The ISA was presented to COP 21 in Paris in 2015 by Indian Prime Minister Narendra Modi and then French President François Hollande. Today, it has 44 countries, 16 of which have already ratified the Framework Agreement, most of which are countries in Africa, Latin America and the Pacific. But above all, it enjoys the support of a major partner, France, which has not only put the project in the spotlight of the United Nations climate summit, but can also attract the attention of the most important economies. developed on the initiative.
At the heart of the International Solar Alliance is, beyond the target of 1000 GW, the will to promote and make photovoltaic technology accessible in all developing countries of the tropics, where irradiation conditions are more favorable.
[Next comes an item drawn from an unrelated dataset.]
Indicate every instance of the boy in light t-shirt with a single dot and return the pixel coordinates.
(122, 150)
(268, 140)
But the less clear aspect of the project is how to obtain the necessary financial resources: achieving the goal would require an investment of more than $ 1.2 trillion. Since its inception, there has been a vague discussion of “innovative” financial mechanisms, without going into details. The Indian government plans to invest up to $ 21 million in the project between 2016 and 2021 and is confident that development banks and other financial institutions can help by supporting solar projects through ad hoc financing.